Cemetery row hits tolerance museum

A senior Muslim cleric has asked Israel’s Supreme Court to stop construction of a museum dedicated to human rights and tolerance in Jerusalem after bones from an old Muslim cemetery were found during foundation work.

Some of the human remains discovered under the museum

Shaikh Ikrima Sabri, the Grand Mufti of Jerusalem and the Palestinian territories, told Aljazeera.net on Thursday that the cemetery is of great historical value.

 

“It dates back to the era of the Second Muslim Caliph Umar bin al-Khattab in the seventh century,” Sabri said. “Several notable Muslim figures of that era are buried here. Soldiers who came with the Muslim army to fight the Romans are also burried here.

 

“We adhere to our legitimate right to protect the Maman Allah graveyard and all other Muslim cemeteries. This is the oldest Muslim graveyard in Palestine.”

 

The Palestinians accuse the Israeli police of ignoring a previous ruling and of siding with the museum’s officials.

  

“An Israeli court had ordered the Tolerance Museum constructions to be stopped, but they never yielded.

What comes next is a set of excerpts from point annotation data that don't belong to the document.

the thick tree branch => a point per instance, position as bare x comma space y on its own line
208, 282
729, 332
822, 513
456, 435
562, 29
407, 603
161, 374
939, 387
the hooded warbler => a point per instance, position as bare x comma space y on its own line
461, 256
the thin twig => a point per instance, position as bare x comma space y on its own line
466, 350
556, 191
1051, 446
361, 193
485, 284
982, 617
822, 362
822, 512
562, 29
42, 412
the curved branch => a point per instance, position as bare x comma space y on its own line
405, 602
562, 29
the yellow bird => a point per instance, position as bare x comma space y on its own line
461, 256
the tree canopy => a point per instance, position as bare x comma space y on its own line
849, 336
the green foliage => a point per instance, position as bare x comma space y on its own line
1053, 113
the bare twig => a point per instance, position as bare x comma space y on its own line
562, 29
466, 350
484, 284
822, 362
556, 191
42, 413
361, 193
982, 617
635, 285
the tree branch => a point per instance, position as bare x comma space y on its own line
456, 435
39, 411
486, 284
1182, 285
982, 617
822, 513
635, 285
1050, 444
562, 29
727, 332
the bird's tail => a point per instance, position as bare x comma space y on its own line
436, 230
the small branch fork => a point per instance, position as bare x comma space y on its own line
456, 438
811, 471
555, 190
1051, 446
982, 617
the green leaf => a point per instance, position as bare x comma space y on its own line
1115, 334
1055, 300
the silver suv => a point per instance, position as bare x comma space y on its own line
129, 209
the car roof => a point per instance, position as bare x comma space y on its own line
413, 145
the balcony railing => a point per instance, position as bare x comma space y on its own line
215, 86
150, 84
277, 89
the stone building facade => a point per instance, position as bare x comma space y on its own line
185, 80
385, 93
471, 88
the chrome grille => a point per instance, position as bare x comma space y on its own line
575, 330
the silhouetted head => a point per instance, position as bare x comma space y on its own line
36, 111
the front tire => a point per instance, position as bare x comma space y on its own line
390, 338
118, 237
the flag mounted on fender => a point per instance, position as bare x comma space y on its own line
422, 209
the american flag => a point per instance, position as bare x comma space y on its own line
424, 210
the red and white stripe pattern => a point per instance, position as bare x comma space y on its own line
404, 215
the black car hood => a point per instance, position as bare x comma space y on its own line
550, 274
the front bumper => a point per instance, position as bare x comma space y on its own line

We are taking the case higher now, to the Supreme Court,” Shaikh sabri told Aljazeera.net.

 

Court hearing


A spokesman for the Simon Wiesenthal Centre, an international Jewish human rights group behind the Museum of Tolerance, said the court would hear the appeal next week.

 

Sabri wants the cemetery to bean international historical site
Sabri wants the cemetery to bean international historical site

Sabri wants the cemetery to be
an international historical site

 

“The land was not a cemetery when we got it from city hall and the government and we are waiting to know the [court’s] decision,” Hagai Elias, said.

 

Sabri said the Israeli attacks on this “important Muslim sight” have been going for decades.

 

“Thanks to the satellite channels and the internet, our voice is being heard. Before that we suffered a lot from Israeli attacks on this cemetery and other Muslim symbols, especially because the cemetry is in western Jerusalem which is under full Israeli control,” he said.

 

Responding to Elias’s comments that there was no cemetery on the construction spot when the museum received it from the City Hall, Shaikh Sabri said: “If it was not a cemetery, then why did they ban anybody from reaching the construction site, including journalists? I my self was banned from approaching the site and talk to officials there.”

 

International historical site

Sabri said there are plans to ask the UNESCO to register the cemetery as an international historical site.

 

Muslim leaders say the parking lot on which the museum is planned is above remnants of a Muslim cemetery on land owned by the Muslim Waqf (endowment), and confiscated by Israel.

 

Sabri said many families from Jerusalem who have  ancestors buried there are backing the case presented to the Israeli Supreme Court.

 

Arnold Schwarzenegger, the governor of California, unveiled a cornerstone of the museum in 2004.

The $150 million facility will promote “the vital need for tolerance in Israel and around the globe”, the Wiesenthal Centre said on its website.

 

Archaeological site

Osnat Goaz, a spokeswoman for the Israel Antiquities Authority, said: “The entire city of Jerusalem is built on an archaeological site and human remains are frequently discovered.”

 

“The entire city of Jerusalem is built on an archaeological site and human remains are frequently discovered”

Osnat Goaz,
Spokeswoman for the Israel Antiquities Authority

The remains are often removed and reburied by religious authorities, she said.

 

Ultra-Orthodox Jews have in the past rioted to demand building plans be halted or road routes changed when workers have found human skeletons on land due for construction.

 

The Moriah Company for the Development of Jerusalem, which is excavating foundations on behalf of the Jerusalem Municipality before it gives the land to the Simon Wiesenthal Centre, said it would “abide by the Supreme Court’s decision”.